Он опять собирается есть и опять приглашает меня к себе в гости:
– Ай, киши, иди-давай-слезай, посидим-поговорим-покушаем…
Я сдался, потому что уже давно не ел настоящего пендира с зеленью и лавашем, а совсем не из-за голода. Я могу еще сутки продержаться. Московская школа.
Прошли Хачмас.
В поезде становилось невыносимо жарко.
Читать французский детектив больше не хотелось. Это, наверное, потому, что с каждым часом все ярче и ярче светило солнце, каменистей становился пейзаж. Потрескавшаяся, рассеченная земля, местами залитая нефтью, старые поржавелые, но еще согласно кивающие птичьими головами нефтекачалки, реденький низкорослый кустарник, кучки овец, меланхолично пощипывающих траву, чабан в пиджаке покроя тридцатых и большой мятой кепке – все, все говорило о том, что мало уже осталось, подъезжаем, скоро Сабунчинский вокзал.
Уже в Дивичах попутчик мой начал суетиться, готовиться к выходу, считать, не оставил ли чего.
Как ни странно, в Сумгаите его никто не встречал. Он нанял носильщика на платформе, а я помог ему вынести из вагона велосипед и ковры, на которых пролежал двое суток, и, хоть имени его не запомнил, прощаясь, от всей души пожелал удачи.
Мальчишка тоже помахал мне рукой с классически провинциальной, узенькой и короткой платформы. (За реденькой пыльной листвой угадывалась площадь, посреди которой, в центре круга, обязательно должен был стоять гипсовый Вовочка, похожий на местного Мамая и в то же время сохранявший сходство со своими многочисленными, не так давно еще всесоюзными близнецами с кепкой в яростном кулаке.)

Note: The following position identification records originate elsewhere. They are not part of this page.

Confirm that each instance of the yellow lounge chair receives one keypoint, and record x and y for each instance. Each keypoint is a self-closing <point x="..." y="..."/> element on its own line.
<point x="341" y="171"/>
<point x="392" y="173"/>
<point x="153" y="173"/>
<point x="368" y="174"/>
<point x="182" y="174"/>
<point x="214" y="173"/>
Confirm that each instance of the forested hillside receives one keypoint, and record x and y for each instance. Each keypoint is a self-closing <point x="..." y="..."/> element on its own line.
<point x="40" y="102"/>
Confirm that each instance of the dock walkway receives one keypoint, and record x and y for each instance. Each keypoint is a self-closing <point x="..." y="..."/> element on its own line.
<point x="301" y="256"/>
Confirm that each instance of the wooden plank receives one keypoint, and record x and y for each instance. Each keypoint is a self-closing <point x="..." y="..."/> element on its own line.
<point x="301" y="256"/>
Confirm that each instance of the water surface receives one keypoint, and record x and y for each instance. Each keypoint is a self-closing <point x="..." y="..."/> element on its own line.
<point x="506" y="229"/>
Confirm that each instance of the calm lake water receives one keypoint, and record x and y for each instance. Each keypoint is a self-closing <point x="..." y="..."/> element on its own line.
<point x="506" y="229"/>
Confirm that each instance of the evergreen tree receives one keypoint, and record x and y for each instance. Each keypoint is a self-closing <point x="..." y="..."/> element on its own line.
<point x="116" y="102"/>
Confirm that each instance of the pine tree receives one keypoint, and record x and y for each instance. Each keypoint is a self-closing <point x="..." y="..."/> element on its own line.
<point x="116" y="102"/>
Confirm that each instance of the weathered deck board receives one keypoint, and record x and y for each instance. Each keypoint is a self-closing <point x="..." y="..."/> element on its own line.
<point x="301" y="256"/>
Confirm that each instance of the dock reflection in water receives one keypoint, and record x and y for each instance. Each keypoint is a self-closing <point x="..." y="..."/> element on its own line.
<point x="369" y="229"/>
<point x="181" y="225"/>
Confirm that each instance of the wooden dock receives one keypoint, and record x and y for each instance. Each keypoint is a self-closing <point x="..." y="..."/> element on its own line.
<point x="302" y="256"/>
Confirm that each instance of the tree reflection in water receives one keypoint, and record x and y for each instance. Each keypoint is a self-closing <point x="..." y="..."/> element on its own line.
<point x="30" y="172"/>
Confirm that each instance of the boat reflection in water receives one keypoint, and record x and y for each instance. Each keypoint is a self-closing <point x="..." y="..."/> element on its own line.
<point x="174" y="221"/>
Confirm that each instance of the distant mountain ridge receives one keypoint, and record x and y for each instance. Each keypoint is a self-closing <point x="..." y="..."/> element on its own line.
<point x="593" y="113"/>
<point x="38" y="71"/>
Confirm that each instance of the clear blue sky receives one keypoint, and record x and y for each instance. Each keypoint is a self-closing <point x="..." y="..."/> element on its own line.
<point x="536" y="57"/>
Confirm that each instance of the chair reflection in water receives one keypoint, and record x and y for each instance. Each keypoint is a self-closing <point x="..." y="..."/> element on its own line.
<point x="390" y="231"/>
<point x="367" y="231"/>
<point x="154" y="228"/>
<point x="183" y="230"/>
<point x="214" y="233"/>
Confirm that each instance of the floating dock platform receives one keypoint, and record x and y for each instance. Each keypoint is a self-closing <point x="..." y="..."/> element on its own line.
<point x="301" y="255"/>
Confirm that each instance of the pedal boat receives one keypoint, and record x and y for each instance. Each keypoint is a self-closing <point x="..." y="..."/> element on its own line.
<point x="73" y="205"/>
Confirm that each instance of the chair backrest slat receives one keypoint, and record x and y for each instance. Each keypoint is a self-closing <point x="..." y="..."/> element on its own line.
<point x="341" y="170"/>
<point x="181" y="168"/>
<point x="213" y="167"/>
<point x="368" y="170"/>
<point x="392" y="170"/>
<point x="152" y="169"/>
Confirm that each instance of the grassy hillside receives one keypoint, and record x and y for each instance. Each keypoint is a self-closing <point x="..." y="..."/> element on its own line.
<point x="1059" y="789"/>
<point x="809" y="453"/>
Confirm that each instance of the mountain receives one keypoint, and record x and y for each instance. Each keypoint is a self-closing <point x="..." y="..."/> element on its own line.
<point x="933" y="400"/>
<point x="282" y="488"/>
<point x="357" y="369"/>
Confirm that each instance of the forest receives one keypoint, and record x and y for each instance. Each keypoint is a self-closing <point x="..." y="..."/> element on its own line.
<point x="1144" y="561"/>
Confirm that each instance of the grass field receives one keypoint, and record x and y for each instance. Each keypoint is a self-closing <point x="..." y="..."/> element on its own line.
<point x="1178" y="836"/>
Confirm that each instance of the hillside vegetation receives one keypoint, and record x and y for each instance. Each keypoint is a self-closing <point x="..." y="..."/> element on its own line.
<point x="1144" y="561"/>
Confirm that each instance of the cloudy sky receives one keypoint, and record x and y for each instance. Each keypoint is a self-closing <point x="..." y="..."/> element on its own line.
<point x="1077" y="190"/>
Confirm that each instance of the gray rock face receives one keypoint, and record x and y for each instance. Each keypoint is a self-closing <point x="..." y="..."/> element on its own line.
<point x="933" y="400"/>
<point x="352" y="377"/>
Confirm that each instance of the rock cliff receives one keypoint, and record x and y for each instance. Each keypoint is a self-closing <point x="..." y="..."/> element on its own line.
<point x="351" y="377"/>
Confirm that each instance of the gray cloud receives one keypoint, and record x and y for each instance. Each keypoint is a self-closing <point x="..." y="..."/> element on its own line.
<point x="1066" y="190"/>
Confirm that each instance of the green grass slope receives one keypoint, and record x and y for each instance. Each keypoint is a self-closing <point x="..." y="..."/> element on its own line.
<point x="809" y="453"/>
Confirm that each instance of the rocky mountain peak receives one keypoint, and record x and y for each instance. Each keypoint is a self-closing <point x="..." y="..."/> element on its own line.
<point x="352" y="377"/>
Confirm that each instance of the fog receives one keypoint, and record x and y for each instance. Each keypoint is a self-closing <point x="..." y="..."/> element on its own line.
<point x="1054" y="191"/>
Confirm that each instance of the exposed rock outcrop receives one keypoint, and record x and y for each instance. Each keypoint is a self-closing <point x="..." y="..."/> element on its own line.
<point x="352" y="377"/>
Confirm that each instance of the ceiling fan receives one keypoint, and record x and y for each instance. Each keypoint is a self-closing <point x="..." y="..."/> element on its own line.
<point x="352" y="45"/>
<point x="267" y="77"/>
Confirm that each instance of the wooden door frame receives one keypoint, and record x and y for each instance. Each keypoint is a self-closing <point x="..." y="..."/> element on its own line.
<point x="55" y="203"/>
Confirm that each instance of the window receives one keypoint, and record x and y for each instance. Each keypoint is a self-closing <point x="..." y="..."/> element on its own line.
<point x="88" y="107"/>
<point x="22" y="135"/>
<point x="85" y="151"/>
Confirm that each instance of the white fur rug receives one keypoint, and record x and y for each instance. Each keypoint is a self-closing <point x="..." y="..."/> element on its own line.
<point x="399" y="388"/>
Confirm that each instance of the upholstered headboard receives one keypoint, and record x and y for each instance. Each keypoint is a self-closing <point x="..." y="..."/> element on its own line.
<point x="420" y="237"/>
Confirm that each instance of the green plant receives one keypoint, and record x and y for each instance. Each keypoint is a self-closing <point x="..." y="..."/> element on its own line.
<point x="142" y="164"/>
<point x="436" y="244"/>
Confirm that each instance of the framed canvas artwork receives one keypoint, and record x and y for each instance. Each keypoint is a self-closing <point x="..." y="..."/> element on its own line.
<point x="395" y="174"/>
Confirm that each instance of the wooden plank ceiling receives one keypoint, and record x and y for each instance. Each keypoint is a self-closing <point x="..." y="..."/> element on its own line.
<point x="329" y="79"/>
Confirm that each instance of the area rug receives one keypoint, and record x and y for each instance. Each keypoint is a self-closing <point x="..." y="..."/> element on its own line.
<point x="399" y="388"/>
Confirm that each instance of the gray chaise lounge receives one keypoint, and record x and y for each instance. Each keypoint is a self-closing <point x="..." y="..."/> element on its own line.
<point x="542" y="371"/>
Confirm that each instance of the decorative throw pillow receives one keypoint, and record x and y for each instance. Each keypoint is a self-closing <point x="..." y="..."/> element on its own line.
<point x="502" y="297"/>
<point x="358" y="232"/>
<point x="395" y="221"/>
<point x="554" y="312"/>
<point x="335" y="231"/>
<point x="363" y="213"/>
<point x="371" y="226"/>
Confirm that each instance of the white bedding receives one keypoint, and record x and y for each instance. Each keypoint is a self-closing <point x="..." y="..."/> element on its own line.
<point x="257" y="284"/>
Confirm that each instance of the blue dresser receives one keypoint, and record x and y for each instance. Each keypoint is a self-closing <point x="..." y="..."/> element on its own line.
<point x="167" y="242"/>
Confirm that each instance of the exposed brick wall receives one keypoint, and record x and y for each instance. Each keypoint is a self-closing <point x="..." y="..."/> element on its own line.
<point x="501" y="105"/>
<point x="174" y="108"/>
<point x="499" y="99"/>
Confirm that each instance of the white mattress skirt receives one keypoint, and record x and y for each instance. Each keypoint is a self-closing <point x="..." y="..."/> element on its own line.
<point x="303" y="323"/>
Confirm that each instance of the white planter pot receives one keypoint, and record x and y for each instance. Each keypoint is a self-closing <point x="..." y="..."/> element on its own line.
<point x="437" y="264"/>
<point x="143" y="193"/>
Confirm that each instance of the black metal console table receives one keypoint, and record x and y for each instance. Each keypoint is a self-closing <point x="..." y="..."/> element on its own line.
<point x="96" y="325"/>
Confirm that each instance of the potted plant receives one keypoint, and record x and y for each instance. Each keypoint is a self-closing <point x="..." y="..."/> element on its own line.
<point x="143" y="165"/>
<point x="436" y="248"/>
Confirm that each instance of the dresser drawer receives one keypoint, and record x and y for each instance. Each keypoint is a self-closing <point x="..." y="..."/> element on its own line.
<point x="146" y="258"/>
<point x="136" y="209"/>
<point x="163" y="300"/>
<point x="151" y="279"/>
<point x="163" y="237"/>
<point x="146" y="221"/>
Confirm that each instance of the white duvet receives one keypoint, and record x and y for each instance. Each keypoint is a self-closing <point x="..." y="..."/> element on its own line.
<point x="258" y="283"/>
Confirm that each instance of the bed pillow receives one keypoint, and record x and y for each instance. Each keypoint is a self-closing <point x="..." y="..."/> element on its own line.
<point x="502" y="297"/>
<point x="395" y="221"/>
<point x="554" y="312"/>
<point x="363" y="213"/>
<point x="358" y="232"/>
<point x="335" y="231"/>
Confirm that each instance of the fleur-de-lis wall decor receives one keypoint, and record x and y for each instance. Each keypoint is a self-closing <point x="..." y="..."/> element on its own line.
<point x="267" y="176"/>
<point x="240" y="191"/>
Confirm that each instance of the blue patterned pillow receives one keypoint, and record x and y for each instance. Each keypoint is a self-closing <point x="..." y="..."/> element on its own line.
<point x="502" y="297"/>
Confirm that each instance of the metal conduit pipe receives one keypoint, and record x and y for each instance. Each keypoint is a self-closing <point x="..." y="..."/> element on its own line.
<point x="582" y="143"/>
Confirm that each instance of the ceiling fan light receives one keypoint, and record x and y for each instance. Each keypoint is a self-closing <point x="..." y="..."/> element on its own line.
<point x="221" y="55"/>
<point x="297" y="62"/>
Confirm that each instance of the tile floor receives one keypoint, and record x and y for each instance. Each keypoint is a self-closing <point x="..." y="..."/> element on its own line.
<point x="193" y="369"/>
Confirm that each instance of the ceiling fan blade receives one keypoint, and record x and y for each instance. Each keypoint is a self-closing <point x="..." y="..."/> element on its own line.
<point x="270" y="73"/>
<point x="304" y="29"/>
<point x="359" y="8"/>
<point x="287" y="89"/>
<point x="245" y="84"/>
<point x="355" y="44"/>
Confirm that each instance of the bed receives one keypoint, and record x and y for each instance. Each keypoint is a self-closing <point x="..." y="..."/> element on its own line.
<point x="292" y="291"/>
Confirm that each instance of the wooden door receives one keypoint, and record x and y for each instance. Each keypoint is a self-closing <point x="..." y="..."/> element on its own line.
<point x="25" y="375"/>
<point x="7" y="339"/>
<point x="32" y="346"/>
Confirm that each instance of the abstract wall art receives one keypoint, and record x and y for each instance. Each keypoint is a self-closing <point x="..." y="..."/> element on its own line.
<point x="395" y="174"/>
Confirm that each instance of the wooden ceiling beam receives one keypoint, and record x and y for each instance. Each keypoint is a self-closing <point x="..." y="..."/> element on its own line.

Около часа я находился в купе один. Если бы мне взбрело в голову когда-нибудь в какой-нибудь вещице попробовать отразить это вдруг опустевшее купе и эту мою нечаянную тихую радость, начал бы я не со своих чемодана и сумки или поднятых наверх матрасов, а с сигаретной пачки, забитой скорлупой. Низкий по чину и никому не принадлежащий американский верблюд дотянул-таки до места назначения и теперь единственный напоминал мне о сгинувших персонажах. (Понимаю теперь детективов, начинавших свои расследования с помойных ведер.) Я бы еще налепил на пачку розовый расплющенный шарик жвачки с отпечатком большого пальца мальчишки, тем самым как бы намекая, что материя не может до конца истончиться и улетучиться, жизнь и поступки персонажей длятся в ином измерении, уже без автора, готового ради них и раздвоиться, и раствориться… Однако и жизнь, и мальчишка хитрее оказались: дочитывая эссе Нины, я опустил ногу, до того удобно упиравшуюся коленом в край столика, и, конечно же, спустя минуту обнаружил на колене прилипшую к джинсам розовую жвачку.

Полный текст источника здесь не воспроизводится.